My kindergarten son just finished up his first spring break. Which means I just finished up my first spring break as a stay-at-home mom. Up until this year, my spring breaks were always experienced more from a teacher’s point of view. And, I can now say, there is a difference between experiencing the week as a teacher/parent and a parent.
As a teacher, spring break was like the long-anticipated intermission. You know, when you’ve been holding your pee, and you are about to burst but you have to wait for the intermission before you can get up and relieve yourself. That’s how spring break felt for me. Each spring break would arrive with me on the brink of exhaustion, needing a rest from the daily toil of teaching: completing paperwork, attending meetings, sharpening pencils, hanging up bulletin boards, grading papers, and of course, teaching.
Spring break would arrive, and I would be granted a reprieve. The alarm was turned off, my daily to-do-list was drastically reduced, and I had time to spend with my son. It was a treat.

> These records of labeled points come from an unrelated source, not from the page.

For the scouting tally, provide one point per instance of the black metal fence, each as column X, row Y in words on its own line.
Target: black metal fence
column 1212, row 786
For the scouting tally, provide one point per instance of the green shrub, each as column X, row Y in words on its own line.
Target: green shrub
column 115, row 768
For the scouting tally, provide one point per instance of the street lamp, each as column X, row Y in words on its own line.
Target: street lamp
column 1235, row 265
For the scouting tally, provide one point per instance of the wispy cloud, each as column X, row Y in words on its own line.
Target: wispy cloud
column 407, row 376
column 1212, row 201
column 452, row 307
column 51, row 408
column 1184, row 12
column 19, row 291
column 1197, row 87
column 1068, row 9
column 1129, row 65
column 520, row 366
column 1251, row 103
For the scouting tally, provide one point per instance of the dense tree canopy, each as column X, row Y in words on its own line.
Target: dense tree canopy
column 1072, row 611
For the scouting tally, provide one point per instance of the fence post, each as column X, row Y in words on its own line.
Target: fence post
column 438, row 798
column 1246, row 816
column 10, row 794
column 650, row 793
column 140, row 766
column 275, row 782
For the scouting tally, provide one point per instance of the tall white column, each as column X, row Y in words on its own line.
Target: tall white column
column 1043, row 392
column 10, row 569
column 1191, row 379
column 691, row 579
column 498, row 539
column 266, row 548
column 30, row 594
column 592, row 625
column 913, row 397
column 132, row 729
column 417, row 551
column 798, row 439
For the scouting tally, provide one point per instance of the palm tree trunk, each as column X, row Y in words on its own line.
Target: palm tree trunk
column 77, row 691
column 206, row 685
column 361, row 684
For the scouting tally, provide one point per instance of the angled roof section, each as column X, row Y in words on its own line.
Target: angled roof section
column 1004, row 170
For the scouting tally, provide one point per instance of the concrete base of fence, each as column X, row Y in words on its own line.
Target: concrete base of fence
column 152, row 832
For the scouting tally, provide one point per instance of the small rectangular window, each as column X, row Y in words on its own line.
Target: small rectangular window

Now, though, as a stay-at-home parent, spring break took on a different meaning. The week still provided me with alarm-free mornings and a shorter to-do-list: no lunches to pack, no backpack to check each day, and no homework to complete. But, because I am a stay-at-home parent, I am fortunate to have a lot of time with my son each day, every day. So spring break just meant even more time with my son. Which translates into a more-tired Mommy.
I love my son. But, let’s face it, he’s six. I’m thirty-eight. And to complicate matters, I go through each day dealing with the unpredictability (in terms of fatigue and pain) of an autoimmune disease. So even on my “good days” my son has more energy than I do. On may bad days, it’s a struggle to remain upright.
The conclusion of this year’s spring break actually left me more tired than I started out. We filled our days with fun, and fun is tiring. Walks and trips and games and projects and inside time and outside time and dancing and singing and reading and building and tickling and playing.
When I was teaching, spring break also provided the desperately-needed light at the end of the tunnel. I had made it this far; I could hold on until summer. Now, as a stay-at-home parent, spring break provided me with a sneak peek of what our summer break will look like. I’m exhausted just thinking about it.